Miró todo el cuarto mientras Rodríguez la observaba con una amplia sonrisa dibujada en el rostro. Sin decir nada más, entraron en la habitación y cerraron la puerta. Lara fue hasta el cuarto de baño, que estaba casi al lado de la puerta, sacó la cabeza para mirar adentro y se sintió aliviada al ver que, aparte de una gran bañera j acuzzi, el baño gris, negro y cromo era funcional, prosaico y no estaba diseñado para otra cosa que no fuese sus funciones normales.
A continuación se dirigió hacia un ramo de doce delicadas rosas de piel negra con tallos, hojas y espinas de cromo brillante. Descansaban en un gran jarrón de cristal tallado, que lanzaba destellos irisados al reflejarse la luz halógena en él. El jarrón estaba lleno de lo que parecía ser mercurio cubierto por una fina capa de aceite mineral; los tallos de las rosas formaban hoyos en la superficie del mercurio; una única hoja de cromo flotaba en la superficie del mercurio.
Rodríguez captó la muda pregunta que planteaba el examen de las rosas.
—Es de un famoso artista alemán que, regularmente, reserva esta habitación —dijo Rodríguez—. Me han dicho que vale una fortuna, y sí, es mercurio de verdad, pero el aceite mineral evita que se escape algún vapor perjudicial.
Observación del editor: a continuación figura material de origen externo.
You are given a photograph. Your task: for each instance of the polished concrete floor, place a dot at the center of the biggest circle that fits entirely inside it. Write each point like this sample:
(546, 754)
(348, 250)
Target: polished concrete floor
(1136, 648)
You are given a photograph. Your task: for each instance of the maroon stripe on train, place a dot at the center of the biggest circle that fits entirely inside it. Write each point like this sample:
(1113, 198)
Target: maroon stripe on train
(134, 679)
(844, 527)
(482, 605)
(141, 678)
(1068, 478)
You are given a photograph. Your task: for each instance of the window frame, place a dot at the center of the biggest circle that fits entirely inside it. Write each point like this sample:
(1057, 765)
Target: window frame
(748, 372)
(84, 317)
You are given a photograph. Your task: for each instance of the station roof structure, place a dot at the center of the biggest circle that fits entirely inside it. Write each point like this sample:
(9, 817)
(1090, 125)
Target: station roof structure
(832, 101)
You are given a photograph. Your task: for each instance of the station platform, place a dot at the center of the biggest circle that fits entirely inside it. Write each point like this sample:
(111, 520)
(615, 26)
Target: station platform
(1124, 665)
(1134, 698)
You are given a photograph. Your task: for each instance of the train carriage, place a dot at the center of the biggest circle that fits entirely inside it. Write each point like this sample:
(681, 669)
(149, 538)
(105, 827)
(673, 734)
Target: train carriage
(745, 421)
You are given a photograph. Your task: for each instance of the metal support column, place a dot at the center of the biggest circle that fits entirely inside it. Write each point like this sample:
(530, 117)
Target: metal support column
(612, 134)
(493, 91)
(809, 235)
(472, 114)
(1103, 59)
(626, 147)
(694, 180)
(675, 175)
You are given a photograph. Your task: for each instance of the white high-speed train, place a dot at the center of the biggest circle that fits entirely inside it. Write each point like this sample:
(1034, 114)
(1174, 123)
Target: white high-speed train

—Fascinante —expresó Lara.
Se dio la vuelta y se quedó con la boca abierta cuando vio una extraña colección de lo que parecían estatuillas en el extremo más apartado de la habitación. Objetos piramidalmente fálicos, la mayoría de ellos de unos dos pies de alto, como las barreras para el tráfico que había visto alineadas en las aceras para que los coches no aparquen donde no deben. Forraban toda la pared, desde un armario con puerta de persiana hasta una puerta francesa doble situada en la pared de enfrente.
—Éstos también son nuevos. Lo que ves es la colección más completa de
Amsterdamjes
, pequeños amsterdameses, reales y
kitsch
, los funcionales y las imitaciones, los históricos y los contemporáneos —explicó Rodríguez con orgullo.
Dejó la bolsa en un armario para el equipaje. Lara se acercó a los
Amsterdamjes
y vio algunos que parecían muy antiguos, otros nuevos; la mayoría tenían la punta redondeada, pero algunos de ellos, diseños abstractos que tal vez alguien se atrevería a llamar arte, pensó ella, tenían un capirote puntiagudo y parecían lo suficientemente afilados para cortar. Con cuidado tocó la punta de uno de éstos con el dedo índice. Todos los diseños estaban marcados con tres «X» dispuestas en vertical.
—Los museos, regularmente, me hacen ofertas para comprarme la colección.
—Debo confesar que es la habitación más sorprendente en la que he estado en mi vida —confesó Lara—. De todos modos, ¿cómo se las apaña la gente para dormir aquí?
Riendo a carcajadas, Rodríguez sujetó una de las muñequeras que había en el pilar de la cama y tiró de una cuerda negra medio metro por su riel.
—No alquilan esta habitación para dormir, no ésta precisamente.
Lara se sonrojó.
—No —dijo en voz baja, mientras sus ojos repasaban las líneas de cromo de la cama—. No creo que lo hagan.
Se dio la vuelta y fue hacia las puertas francesas enmarcadas por más ante negro y observó que se abrían a un pequeño balcón que daba al inclinado tejado del edificio contiguo.
Lara se dio la vuelta.
—Supongo que siempre hay una primera vez. Sonrió al ver que Rodríguez le lanzaba una mirada interrogante.
—¿Primera vez? —preguntó Rodríguez.
—Para dormir. La primera vez que alguien duerma aquí —dijo Lara.
Rodríguez se echó a reír.
El sonido de un disparo interrumpió la conversación de Lara con su padre mientras estaban sentados en el
Tagcat Too
. La sensación de estar profundamente en paz era palpable, mientras le enseñaba los cajones en los que guardaba la colección de pendientes. Él sonrió amplia y cálidamente cuando ella le contó que, de toda su colección, los zafiros en forma de estrella de Cachemira eran sus favoritos y que siempre lo serían.